Burjuva modern özgürlük, belirli tarihsel koşullar altında doğdu. Batı’da kapitalizmin gelişmesi, feodalizme karşı girişilen mücadele, teolojiye karşı, aklın özgürlüğünü savunan aydınlanma felsefesi gibi etkenler, bireysel özgürlüğün temellerini attı. Eski feodal düzene ve onun ideolojisi teolojiye karşı mücadelesinde, burjuvazi özgürlük yanlısı idi. Burjuvazi iktidarını sağlamlaştırdıktan sonra, özgürlük peşinde değil egemenlik peşinde koşar. Dolayısıyla egemenliğini perçinleyen bir dönemde kapitalizmin gelişmesi, mutlaka bireysel özgürlükleri getirmez. Güvenlik-özgürlük ikileminde burjuvazi, seçimini özgürlükten yana değil, güvenlikten yana koymaktadır. Günümüz tarihsel koşullarında kapitalizmin gelişmesi ile özgürlüklerin gelişmesi arasında otomatik bir ilişki yoktur. Burjuva anlamda bireysel politik özgürlükler, tekrarlanması mümkün olmayan koşullarda doğdu. Çağımızda, kapitalizm ile demokrasi arasında bir ilişki yoktur. Kapitalist modernleşmenin mutlaka özgürlükler getireceği düşüncesi, kapitalizmin bugün egemenlik peşinde olduğunu anlamamaktan kaynaklanır.

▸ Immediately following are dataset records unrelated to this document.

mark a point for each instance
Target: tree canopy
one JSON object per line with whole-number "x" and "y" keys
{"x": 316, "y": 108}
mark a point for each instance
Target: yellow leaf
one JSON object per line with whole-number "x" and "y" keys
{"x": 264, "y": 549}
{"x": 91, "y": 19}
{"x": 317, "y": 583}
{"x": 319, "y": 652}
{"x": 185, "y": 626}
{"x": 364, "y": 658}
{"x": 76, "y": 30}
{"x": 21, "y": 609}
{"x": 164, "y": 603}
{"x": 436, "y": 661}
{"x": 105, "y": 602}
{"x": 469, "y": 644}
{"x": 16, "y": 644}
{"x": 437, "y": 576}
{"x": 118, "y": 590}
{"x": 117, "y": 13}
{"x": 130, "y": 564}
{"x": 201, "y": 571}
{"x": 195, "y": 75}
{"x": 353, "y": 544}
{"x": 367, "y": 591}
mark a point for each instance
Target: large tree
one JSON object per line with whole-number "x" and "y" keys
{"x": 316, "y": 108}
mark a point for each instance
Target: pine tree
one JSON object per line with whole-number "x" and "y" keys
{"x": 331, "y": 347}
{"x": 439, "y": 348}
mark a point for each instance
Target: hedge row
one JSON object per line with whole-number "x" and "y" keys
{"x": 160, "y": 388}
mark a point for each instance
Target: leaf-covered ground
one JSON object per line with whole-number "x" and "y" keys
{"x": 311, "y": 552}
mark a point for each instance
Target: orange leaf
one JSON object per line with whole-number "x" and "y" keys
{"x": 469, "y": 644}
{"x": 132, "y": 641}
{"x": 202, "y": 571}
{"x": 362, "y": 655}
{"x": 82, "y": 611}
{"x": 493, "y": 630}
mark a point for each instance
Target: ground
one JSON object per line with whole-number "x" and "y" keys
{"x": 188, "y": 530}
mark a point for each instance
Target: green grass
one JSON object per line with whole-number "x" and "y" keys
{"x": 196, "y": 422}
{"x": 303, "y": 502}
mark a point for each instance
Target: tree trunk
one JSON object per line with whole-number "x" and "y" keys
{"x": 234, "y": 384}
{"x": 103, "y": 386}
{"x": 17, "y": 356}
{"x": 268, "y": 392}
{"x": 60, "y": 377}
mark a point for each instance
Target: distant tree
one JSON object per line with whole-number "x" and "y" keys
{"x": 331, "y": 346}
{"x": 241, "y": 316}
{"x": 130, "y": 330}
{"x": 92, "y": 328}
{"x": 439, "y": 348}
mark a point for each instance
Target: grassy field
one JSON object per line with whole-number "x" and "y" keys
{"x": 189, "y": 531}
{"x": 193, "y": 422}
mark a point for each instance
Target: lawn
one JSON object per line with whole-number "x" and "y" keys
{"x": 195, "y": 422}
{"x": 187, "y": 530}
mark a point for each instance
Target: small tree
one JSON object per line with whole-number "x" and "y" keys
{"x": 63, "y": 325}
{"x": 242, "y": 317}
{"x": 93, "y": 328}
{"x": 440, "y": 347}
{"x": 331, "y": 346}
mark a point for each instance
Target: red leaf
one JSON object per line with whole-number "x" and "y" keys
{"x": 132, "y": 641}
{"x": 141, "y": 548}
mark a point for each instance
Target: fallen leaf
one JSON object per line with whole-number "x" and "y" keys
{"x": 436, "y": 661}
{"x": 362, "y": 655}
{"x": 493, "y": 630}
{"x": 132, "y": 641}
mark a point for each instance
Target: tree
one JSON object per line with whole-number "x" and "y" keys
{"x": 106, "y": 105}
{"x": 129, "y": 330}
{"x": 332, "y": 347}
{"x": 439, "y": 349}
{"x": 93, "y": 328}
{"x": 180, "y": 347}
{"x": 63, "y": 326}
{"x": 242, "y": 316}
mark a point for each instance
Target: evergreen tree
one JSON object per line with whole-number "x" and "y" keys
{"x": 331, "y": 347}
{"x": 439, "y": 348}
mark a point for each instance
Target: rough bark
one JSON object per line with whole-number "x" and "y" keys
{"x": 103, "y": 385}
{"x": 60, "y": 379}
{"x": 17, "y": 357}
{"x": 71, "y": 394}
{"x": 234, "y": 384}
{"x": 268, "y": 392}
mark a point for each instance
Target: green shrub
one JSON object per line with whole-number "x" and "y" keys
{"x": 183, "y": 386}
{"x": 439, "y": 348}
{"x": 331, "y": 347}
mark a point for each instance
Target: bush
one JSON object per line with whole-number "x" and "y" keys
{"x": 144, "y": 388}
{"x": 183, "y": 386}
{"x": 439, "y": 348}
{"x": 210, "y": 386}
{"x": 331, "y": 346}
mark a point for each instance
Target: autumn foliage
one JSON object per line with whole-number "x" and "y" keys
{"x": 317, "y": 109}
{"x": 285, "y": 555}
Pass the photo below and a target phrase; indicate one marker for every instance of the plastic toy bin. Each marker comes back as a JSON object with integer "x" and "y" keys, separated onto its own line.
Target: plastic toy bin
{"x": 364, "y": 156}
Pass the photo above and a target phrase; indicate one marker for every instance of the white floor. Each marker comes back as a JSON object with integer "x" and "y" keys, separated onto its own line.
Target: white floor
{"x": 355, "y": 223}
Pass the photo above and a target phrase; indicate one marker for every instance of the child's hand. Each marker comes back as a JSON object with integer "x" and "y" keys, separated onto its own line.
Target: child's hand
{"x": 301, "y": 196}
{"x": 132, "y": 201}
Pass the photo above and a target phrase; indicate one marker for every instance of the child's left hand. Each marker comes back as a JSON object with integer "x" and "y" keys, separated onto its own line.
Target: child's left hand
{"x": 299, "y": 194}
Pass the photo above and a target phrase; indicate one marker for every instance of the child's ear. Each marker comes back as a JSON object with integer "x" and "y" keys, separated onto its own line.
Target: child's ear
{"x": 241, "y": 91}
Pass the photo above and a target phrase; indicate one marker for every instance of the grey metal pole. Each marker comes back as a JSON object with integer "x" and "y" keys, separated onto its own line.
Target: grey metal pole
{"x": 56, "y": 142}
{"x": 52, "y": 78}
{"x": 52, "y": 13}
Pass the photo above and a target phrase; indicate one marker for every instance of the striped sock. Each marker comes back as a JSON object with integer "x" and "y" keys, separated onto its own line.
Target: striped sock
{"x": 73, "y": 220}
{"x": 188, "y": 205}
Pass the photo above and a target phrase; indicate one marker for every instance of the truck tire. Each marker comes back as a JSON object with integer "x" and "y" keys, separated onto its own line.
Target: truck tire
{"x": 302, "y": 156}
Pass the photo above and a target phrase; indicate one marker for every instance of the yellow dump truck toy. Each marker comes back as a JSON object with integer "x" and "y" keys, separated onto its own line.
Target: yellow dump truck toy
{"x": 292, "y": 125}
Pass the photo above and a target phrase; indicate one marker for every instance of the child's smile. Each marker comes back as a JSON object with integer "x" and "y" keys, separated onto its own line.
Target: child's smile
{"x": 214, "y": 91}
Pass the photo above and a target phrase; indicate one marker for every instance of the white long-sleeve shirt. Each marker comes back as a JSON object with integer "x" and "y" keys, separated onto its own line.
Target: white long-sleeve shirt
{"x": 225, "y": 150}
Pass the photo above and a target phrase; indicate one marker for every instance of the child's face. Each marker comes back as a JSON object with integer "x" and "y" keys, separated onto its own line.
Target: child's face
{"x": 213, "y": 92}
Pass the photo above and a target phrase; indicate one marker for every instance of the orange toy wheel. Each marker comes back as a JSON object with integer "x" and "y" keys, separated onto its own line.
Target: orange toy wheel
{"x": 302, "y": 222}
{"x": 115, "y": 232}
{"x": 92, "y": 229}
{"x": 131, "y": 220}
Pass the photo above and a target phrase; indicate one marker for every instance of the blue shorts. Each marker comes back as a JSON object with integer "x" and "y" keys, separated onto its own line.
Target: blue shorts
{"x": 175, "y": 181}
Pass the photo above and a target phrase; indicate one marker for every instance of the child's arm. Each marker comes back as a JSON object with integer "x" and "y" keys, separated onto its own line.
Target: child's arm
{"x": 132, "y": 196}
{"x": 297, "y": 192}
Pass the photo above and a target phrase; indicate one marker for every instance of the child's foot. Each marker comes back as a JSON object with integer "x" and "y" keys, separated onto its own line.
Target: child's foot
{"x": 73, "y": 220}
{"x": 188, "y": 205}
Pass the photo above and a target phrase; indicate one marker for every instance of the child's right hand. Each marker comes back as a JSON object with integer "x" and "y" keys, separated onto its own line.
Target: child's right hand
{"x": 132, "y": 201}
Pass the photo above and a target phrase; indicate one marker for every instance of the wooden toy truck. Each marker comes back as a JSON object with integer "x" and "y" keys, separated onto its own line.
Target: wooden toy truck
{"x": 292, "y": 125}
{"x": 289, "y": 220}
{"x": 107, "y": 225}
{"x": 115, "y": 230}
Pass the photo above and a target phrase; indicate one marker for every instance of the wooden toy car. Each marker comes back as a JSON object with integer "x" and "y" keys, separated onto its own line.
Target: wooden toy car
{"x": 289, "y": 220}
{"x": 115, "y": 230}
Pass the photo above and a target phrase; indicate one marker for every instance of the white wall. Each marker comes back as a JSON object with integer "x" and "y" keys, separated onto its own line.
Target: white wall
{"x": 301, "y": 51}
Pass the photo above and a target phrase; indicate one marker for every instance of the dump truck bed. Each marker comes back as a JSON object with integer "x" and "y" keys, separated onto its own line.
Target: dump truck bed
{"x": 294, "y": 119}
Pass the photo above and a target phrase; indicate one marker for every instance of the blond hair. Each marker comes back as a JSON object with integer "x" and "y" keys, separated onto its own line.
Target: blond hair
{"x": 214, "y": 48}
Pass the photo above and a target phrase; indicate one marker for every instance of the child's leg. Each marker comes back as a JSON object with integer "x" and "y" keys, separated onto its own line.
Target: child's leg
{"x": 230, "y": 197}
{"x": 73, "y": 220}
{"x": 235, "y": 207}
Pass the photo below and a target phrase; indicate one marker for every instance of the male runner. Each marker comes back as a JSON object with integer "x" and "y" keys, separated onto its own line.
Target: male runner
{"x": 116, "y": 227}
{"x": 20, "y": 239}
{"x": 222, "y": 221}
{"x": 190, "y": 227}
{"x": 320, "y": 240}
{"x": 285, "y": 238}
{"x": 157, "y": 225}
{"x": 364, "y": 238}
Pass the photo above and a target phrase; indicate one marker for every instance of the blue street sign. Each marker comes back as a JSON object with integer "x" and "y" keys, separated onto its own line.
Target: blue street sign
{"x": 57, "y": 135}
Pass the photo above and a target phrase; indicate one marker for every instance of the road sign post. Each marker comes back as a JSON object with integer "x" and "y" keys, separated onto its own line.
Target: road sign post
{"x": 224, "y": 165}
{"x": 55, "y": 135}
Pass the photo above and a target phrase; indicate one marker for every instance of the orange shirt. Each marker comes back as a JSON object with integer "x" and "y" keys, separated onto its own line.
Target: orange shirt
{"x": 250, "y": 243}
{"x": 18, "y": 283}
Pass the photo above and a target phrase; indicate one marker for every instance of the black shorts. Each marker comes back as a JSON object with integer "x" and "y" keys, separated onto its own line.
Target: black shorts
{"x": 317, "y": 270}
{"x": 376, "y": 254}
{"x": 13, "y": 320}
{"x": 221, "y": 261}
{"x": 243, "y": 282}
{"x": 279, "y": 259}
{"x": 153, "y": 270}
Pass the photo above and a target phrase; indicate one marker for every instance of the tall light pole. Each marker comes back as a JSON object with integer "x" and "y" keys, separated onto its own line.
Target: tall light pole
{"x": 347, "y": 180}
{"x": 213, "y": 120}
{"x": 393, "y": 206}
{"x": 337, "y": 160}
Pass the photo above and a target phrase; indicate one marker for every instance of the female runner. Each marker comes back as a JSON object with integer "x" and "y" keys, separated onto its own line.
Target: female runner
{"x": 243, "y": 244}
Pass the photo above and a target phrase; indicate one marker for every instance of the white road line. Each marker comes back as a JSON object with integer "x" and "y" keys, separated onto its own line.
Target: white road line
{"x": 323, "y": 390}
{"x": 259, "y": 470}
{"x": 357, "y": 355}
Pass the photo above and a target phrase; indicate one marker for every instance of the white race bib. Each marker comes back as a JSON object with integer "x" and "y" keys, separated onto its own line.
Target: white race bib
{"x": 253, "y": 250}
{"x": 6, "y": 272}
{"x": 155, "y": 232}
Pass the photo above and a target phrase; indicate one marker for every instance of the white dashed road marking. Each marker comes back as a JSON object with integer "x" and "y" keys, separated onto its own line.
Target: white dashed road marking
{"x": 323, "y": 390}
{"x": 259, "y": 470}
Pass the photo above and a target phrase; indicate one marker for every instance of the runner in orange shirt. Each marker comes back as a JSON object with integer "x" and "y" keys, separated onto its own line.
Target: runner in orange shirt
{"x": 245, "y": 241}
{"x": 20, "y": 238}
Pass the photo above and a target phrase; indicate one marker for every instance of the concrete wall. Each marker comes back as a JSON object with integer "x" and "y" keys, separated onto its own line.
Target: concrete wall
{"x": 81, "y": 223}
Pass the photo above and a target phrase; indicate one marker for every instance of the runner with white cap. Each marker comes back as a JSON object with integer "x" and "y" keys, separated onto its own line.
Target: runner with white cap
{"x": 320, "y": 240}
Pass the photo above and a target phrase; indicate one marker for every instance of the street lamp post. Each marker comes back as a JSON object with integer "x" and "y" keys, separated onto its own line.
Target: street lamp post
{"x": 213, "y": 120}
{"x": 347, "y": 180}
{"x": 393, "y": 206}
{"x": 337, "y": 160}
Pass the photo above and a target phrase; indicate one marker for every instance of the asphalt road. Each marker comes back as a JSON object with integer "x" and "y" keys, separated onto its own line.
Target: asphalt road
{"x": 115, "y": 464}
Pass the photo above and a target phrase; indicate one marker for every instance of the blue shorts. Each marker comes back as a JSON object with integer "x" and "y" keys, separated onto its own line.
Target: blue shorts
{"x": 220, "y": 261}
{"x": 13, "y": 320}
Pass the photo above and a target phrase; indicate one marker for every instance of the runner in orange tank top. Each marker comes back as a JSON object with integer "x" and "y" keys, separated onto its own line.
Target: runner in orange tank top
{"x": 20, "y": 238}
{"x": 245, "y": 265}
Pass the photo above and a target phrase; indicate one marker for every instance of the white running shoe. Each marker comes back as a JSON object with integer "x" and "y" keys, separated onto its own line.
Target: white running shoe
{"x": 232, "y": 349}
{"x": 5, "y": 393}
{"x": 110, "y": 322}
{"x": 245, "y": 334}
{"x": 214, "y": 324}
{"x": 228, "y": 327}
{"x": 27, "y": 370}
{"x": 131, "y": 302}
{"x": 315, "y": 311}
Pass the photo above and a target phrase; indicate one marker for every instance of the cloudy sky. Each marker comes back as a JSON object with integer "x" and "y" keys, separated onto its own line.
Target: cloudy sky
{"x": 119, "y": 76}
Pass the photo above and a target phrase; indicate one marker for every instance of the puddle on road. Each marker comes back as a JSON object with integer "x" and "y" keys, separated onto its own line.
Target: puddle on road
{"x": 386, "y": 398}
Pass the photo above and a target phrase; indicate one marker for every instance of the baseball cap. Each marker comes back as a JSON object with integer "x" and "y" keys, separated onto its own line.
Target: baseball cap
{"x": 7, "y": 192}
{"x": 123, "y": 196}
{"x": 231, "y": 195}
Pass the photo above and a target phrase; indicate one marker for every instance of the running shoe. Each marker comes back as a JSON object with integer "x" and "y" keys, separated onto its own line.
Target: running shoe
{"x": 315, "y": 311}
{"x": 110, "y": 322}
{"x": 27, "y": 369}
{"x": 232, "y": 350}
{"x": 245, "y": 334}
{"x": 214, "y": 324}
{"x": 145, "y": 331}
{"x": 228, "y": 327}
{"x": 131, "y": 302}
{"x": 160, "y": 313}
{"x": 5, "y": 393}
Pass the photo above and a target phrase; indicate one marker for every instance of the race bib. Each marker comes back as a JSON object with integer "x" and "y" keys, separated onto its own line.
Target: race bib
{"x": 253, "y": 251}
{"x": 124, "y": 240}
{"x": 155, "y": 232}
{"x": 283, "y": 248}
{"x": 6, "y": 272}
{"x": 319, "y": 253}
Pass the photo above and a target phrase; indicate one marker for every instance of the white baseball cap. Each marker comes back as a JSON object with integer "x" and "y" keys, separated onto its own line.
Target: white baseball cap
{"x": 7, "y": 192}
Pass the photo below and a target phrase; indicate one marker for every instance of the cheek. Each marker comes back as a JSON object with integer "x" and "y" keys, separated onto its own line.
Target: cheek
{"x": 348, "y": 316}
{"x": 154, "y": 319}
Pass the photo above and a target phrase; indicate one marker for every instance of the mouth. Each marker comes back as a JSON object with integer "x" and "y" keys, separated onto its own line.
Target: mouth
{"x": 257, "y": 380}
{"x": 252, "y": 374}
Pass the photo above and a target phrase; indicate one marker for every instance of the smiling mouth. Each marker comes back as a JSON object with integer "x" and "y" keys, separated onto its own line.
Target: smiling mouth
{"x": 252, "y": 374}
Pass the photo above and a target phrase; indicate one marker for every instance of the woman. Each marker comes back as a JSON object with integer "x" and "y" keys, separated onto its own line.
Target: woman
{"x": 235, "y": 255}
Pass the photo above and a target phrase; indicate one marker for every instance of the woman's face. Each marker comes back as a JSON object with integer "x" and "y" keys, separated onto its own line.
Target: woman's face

Geleneksel modernleşme teorileri, ekonomik kalkınma ile özgürlük arasında ilişki olduğunu ileri sürdüler. Bu teoriler, ekonomik kalkınma oldukça ve zenginleştikçe daha demokratik ve özgürlükçü bireylerin ortaya çıkacağını ileri sürdüler. Ama böyle olmadı. Bu gerçeği Türkiye’de görmek mümkündür. Kapitalizm ile özgürlük arasında bir ilişki olmadığını anlamak için, Türkiye’ye ve Siyasal İslam’a bakmak gerekir. Siyasal İslam, kapitalistleşmiş ve zenginleşmiştir. İslamcı kesimin burjuvalaşması, zenginleşmesi, kültürel zenginliği ve özgürlük düşüncesini getirmemiştir. İslamcı bir tarzda burjuvalaşmanın kültürel bir karşılığı yoktur.

Peki sorun nedir? Neden böyle oluyor? Buna başka bir yazıda cevap arayalım.